先生がいてくれるなら①【完】

「分かりました、清書すればいいんですね」


「引き受けてくれるんだ! ありがとう! ちなみにこれが去年のね」


保管してあった去年の研究発表を見せて貰ったけど。


うん、字が汚いって言うより、内容が既に何を書いてるか難しすぎて分からないよね。


──えっと、呪文かな?



でも、誰のものを見ても、その熱量に私は驚いた。


みんな本当に数学が好きなんだなぁ。


「私から提案があるんですけど、良いですか?」

「うん、ぜひ聞かせて」


「清書しちゃうと、それって全部他人の字で数学を語る事になるじゃないですか。見やすくはなるけど、せっかくの “気持ちの部分” が見えなくなっちゃうから、その下に各自自筆で何かコメントを書くのはどうですか?」


「──なるほど、良いねそれ。

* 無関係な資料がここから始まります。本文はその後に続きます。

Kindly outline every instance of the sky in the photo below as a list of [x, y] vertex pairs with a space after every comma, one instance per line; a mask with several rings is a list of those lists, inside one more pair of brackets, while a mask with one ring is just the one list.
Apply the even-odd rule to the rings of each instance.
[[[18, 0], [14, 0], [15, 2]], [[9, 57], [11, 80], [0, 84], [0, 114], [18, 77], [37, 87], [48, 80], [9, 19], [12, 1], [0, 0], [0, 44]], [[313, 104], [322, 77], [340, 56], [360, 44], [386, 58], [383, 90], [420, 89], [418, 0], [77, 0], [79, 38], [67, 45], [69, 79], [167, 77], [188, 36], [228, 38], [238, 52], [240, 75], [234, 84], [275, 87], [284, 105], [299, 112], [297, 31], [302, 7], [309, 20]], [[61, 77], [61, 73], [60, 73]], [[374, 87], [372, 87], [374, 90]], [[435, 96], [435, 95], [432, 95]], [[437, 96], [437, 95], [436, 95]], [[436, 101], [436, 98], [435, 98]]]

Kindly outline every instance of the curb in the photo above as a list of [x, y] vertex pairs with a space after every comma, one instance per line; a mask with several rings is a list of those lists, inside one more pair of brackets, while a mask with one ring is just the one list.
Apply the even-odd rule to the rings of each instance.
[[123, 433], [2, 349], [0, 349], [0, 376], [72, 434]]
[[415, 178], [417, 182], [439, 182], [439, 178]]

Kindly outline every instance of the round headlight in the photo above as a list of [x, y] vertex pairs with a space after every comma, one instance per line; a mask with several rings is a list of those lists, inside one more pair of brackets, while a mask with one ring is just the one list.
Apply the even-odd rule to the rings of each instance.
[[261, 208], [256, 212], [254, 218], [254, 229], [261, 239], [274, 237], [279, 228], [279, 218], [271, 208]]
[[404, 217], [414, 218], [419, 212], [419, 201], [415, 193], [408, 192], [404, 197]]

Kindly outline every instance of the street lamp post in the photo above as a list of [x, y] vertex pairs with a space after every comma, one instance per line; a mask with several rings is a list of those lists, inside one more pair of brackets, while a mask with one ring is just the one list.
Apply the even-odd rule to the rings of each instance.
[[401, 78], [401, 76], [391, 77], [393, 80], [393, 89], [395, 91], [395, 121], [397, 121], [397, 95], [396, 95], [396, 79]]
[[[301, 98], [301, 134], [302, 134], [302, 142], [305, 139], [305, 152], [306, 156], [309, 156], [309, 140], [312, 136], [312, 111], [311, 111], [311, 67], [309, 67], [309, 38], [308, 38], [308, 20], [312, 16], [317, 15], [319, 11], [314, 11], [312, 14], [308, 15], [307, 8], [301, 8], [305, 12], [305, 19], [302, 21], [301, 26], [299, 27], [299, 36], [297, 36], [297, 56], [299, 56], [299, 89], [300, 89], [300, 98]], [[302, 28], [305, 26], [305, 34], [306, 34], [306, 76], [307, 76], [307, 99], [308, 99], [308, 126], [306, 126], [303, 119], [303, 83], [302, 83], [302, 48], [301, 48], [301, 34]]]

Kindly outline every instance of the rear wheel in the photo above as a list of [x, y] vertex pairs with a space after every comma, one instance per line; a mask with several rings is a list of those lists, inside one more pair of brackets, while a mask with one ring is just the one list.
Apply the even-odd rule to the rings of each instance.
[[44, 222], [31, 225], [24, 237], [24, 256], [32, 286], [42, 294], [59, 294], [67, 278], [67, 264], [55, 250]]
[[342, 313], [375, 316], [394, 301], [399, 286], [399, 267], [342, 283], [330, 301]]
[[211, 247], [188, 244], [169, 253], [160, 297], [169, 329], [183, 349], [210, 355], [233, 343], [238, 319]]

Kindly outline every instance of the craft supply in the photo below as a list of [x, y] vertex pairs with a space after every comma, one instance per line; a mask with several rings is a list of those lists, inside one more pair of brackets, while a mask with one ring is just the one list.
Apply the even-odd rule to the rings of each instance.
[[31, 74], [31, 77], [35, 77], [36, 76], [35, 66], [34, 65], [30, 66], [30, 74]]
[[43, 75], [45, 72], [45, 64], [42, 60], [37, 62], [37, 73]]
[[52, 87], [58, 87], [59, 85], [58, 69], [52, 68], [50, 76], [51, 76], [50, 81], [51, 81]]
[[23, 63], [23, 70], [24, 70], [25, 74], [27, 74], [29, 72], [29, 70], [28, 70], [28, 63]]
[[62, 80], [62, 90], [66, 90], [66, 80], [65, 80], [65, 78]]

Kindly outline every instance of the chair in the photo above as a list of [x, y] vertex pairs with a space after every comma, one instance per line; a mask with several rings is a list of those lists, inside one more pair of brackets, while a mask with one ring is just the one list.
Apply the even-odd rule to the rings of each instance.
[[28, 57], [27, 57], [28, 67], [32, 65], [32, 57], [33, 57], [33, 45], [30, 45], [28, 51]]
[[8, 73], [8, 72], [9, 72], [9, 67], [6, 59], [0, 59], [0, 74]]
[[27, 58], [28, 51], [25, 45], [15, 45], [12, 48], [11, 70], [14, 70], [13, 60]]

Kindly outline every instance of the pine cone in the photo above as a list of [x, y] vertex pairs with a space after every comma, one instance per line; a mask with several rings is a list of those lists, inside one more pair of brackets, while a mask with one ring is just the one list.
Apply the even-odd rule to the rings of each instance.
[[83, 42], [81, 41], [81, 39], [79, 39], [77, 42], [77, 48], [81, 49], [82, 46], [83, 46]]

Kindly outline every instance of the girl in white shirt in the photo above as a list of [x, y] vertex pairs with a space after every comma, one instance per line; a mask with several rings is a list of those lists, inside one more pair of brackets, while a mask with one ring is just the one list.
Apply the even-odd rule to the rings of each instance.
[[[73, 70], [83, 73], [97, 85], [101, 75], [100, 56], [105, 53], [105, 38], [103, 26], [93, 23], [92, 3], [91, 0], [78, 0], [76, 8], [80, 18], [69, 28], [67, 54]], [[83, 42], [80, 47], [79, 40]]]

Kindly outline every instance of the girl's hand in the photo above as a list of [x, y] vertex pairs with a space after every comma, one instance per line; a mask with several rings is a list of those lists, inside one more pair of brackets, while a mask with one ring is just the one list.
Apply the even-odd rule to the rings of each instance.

どうしてこの公式を選んだかとかを書くんだね?」

「そうですそうです! そしたら数学に興味の無い人も、ちょっと気になったりするかも知れませんし」

「それは思いつかなかったね。さすが文系」



数研のみんなって、ほんとスゴイ。


気持ちが真っ直ぐなんだよね。




──顧問だけがちょっと拗くれ曲がってるけど、ね。